Les occurrences de Viviane Jouvenot
Les installations de Viviane Jouvenot requièrent l’attention du regard et de l’esprit. Elles correspondent à des histoires, des moments de son existence. Créées à partir de matériaux divers, ces traces éparses de son cheminement intellectuel élaborent une traversée de notre société.
Son oeuvre traite des processus de production de pensée et de savoir, individuels et collectifs. Un langage formel qui devient l’élément clé de véritables paysages mentaux, exploitant des objets qui trouvent une vie nouvelle.
L’artiste invite à la reconsidération de la présence, de l’absence, de la renaissance, de l’humanité et son histoire.
Sa vision à la fois protectrice et mémorielle établit des liens étonnants entre la matière et le concept.
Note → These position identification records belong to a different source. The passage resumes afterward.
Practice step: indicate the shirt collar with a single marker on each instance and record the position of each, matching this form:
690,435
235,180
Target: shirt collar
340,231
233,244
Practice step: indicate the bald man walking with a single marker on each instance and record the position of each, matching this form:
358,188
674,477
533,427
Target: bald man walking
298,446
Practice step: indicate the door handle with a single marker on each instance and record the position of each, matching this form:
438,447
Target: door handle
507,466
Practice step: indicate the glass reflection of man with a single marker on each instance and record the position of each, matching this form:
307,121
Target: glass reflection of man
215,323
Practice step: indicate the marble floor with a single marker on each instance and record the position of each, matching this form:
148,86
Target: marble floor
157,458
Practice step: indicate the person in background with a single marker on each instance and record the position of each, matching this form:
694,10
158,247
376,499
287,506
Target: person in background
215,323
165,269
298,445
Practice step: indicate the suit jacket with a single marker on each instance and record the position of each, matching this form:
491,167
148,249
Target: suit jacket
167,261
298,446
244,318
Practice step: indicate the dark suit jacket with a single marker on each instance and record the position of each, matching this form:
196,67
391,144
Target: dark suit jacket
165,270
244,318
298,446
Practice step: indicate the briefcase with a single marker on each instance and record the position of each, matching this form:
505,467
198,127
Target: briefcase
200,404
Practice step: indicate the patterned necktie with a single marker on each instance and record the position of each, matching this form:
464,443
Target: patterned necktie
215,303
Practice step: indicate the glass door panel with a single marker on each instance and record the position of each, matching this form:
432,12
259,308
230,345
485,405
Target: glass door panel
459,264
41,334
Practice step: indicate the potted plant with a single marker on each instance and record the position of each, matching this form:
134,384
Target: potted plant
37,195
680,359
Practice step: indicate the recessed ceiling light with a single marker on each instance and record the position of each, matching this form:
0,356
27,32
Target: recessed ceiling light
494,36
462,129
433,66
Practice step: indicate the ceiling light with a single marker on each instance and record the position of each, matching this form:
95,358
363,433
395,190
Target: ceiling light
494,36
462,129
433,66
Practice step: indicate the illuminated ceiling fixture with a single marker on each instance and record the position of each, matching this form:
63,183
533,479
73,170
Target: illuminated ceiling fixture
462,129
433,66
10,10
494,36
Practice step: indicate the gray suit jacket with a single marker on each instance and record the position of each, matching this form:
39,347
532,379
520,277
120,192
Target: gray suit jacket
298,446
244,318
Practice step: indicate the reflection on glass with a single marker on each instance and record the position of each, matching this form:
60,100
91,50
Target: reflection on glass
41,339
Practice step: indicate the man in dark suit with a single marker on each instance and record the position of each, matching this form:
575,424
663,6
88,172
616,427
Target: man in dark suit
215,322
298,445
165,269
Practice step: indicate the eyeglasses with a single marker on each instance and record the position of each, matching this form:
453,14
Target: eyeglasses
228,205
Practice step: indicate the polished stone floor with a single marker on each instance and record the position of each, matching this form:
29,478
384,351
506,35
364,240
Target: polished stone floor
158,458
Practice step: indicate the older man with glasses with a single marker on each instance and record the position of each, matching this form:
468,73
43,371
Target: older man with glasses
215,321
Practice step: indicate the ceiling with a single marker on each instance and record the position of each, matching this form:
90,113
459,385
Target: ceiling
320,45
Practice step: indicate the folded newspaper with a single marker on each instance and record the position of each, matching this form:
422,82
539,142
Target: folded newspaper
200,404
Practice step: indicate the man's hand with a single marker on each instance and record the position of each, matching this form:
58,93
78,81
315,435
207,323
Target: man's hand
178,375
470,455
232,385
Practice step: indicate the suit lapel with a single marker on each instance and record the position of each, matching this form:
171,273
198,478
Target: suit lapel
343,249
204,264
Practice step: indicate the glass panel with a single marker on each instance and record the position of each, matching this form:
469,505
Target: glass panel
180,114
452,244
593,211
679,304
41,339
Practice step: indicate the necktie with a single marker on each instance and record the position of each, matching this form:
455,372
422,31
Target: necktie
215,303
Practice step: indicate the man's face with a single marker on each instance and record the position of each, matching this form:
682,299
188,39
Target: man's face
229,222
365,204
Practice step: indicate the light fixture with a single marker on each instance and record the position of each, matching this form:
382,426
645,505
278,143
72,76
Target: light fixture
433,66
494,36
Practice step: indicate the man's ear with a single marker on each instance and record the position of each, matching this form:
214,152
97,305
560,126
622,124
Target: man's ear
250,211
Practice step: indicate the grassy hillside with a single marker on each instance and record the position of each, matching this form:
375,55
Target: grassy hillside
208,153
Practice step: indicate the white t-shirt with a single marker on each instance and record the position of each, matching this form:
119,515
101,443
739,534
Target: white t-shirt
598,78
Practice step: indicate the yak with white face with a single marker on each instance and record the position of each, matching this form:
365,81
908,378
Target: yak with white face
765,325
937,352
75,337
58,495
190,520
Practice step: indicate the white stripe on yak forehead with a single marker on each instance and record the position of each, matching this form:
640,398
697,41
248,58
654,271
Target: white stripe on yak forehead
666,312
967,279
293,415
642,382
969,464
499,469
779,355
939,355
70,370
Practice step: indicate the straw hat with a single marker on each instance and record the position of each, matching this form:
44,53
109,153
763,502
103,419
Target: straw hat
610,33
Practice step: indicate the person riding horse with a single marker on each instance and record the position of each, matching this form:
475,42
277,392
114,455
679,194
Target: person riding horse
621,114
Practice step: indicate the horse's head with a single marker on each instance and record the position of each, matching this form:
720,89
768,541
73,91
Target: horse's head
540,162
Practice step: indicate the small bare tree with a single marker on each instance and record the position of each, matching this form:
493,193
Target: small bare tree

« Le concept est un mot nouveau dans l’histoire de l’art mais il a toujours existé. La peinture religieuse ou les œuvres dites primitives étaient créées pour des rituels bien définis. Je pense que le concept est nécessaire. »
Ses dispositifs hybrides, à la fois accessoires et sculptures dans l’espace, se fondent sur un dense réseau de références qui lui confère une épaisseur symbolique.
L’installation des « Bébés blancs » questionne sur la notion d’identité avec des poupons provenant d’Emmaus, repeints en blanc et défendant une logique de tension individuelle au sein du groupe. Un véritable parallèle entre une plongée en soi et la substance du monde.
« Omm » évoque la disparition et le souvenir après une visite de l’artiste sur le site mémorial du camp des Milles à Aix-en-Provence. Le dualisme entre le devenir du corps et de l’esprit hante particulièrement Viviane Jouvenot qui traduit à nouveau cette évanescence spirituelle dans « Deviens ce que tu es. »
Le cube transparent de « limites limites » constitué de film alimentaire avec des interjections d’intellectuels de tous bords imprimés sur transparents et collés sur le film, interprète les limites de la société de la surinformation. Sur le même thème, « Palimpseste » s’amuse de l’aliénante vanité des médias en rassemblant des feuilles de journaux marouflés et retravaillés à la l’encre de chine, laissant apparaître une nouvelle surface qui, à son tour disparaîtra.
Le parcours esthétique de l’artiste s’envisage comme un relais poétique de sa vision sociétale. Un état du monde troublant dans ses rapports de forces entre résistance, résignation, espoir et destruction.
Les sculptures coercitives de Viviane Jouvenot cohabitent et se déploient comme autant de formes vives. Elles s’immiscent dans les interstices des espaces et des temps. Des zones accessibles de la perception de l’intime et de l’universalité, des intervalles inframinces où se jouent les occurrences de la mémoire.